Saturday, February 22, 2014

Sideways Rock and Roll Ice Crusher




This has got to be slow and likely slower than those two ice breakers.  I think that until we produce a 500,000 ton nuclear powered hovercraft to do this job, it will remain a very expensive proposition.  A hovercraft will lift the ice causing it to literally be crushed.  Probably still slow enough but still awesomely efficient.

At least this design does allow a much larger version to make real headway in the face of seriously thick ice.  Thus we have a natural breaker design that can even tackle ridges otherwise impassable.  Working in conjunction with the above mentioned nuclear hovercraft cum ice breaker and it should be possible to sustain Arctic shipping..

It also works well with conventional ice breakers for exactly the same reason.  They can get up on top of serious ridges and break them up.

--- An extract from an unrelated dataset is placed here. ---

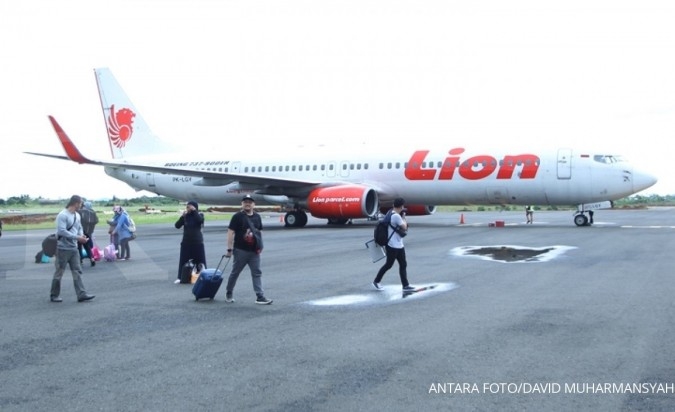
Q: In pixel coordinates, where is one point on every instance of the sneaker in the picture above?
(263, 300)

How a New Russian Icebreaker Slices Sideways Through Frozen Sea

BY BIZ CARSON

1:40 PM


The Baltika isn’t adrift—it’s breaking ice. Debuting in the Gulf of Finland in early 2014, the Russian-owned ship will be the first to travel sideways through the frozen stuff. Although smaller than a normal icebreaker, its oblique angle of attack lets it carve a larger path—wide enough for commercial ships to follow. “You would conventionally need two icebreakers to make the same channel,” project manager Mika Willberg says. The vessel can even help with oil spills: The unique hull guides oily water into a hatch, where a skimmer tank separates the oil from the water. The Baltika can crack through ice about 2 feet thick, which makes it suitable for conditions in the Baltic Sea. The ship’s patent holder, Aker Arctic, has a larger ship in the works to cut trade routes through heavier Arctic ice.

Ballast Inside, water and fuel are pumped between tanks so the ship doesn’t roll over.

Roll and Crush Instead of smashing ice head-on, the angled hull lets the ship roll over the ice and use its weight to do the cracking.


Propulsion Three 360-degree thrusters let the ship navigate sideways to attack the ice at a 30-degree angle. Wide SwathThe Baltika cuts a 160-foot path through ice, allowing tankers to follow in its wake.